On Wed, Feb 8, 2012 at 12:47 AM, Simon A. Eugster <simon.eu@...> wrote:
> On 02/08/2012 09:08 AM, Alexandre Prokoudine wrote:
>> On Wed, Feb 8, 2012 at 11:32 AM, Simon A. Eugster wrote:
>>> I have no idea how you manage to have a link to a solution for nearly
>>> every problem. Thanks for the link!
>> YW :)
>>> How accurate can we position audio streams? Just by full frames, or is
>>> it possible to have a finer granularity? When I synced audio/video I
>>> often had the problem that the audio was too early and after moving it
>>> by one frame it was too late.
then your sense is more acute than most humans'
>> Admittedly, I haven't had a chance to test it myself yet. However
> Already read! :)
> I rather meant kdenlive/MLT here. Can we move an audio clip by just a
> few samples or only by full frames?
at the framework level only by frame, but something more precise can
be achieved with an audio filter, e.g. sox.delay
>> "The algorithm I settled on resembles the method a human uses when
>> looking at the waveform view. First, it breaks each input audio stream
>> into 40 ms blocks and computes the mean absolute value of each block.
40ms aka duration of 25 fps frame, this value can be simply computed
>> The resulting 25 Hz signal is the “volume envelope”. The code
>> subtracts the mean volume from each track’s envelope, then performs a
>> cross-correlation between tracks and looks for the peak, which
>> identifies the relative shift.
can be implemented as a passive transition that computes the shift and
reports it through a property. Then, an application can make a
frame-level adjustment at the edit level and apply sox.delay or
frei0r.delay0r filters for sub-frame accuracy. Or, the transition can
be dual pass, and perform the sub-frame adjustments itself on the
Alternatively, kdenlive is already getting all of the audio in a
consumer-frame-show event, so it could just do all of this analysis in
its own code and use existing filters for sub-frame accuracy.

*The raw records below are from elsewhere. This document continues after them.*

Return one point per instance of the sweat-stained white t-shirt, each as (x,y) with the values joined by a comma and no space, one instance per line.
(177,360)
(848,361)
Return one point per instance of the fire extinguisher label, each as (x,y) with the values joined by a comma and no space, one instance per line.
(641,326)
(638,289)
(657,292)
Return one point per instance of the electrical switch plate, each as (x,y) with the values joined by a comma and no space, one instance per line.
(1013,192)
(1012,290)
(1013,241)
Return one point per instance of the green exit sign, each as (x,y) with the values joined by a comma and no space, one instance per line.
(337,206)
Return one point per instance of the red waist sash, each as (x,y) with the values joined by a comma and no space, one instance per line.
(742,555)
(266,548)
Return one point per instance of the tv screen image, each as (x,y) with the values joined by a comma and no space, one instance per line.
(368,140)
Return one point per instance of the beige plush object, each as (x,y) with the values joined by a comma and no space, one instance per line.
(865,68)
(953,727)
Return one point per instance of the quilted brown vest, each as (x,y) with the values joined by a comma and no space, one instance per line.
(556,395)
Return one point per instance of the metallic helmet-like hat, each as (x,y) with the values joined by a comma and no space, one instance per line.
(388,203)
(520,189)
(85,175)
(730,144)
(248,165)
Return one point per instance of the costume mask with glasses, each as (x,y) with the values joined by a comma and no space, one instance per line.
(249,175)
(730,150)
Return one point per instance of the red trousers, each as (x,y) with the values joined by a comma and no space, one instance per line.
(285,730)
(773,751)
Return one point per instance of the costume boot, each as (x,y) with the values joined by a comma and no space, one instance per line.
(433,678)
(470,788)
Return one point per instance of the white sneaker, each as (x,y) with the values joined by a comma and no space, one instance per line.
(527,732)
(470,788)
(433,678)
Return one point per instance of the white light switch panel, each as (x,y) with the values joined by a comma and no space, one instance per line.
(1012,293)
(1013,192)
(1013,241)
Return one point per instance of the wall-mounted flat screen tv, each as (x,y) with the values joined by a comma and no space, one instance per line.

>> To avoid performing N^2
>> cross-correlations, one clip is selected as the fixed reference, and
>> all others are compared to it. The peak position is quantized to the
>> block duration (creating an error of +/- 20ms), so to improve accuracy
>> a parabolic fit is used to interpolate the true maximum. I don’t know
>> the exact residual error, but I expect it’s typically less than 5 ms,
>> which should be plenty good enough, seeing as sound travels about 1
>> foot per ms."
>> Alexandre Prokoudine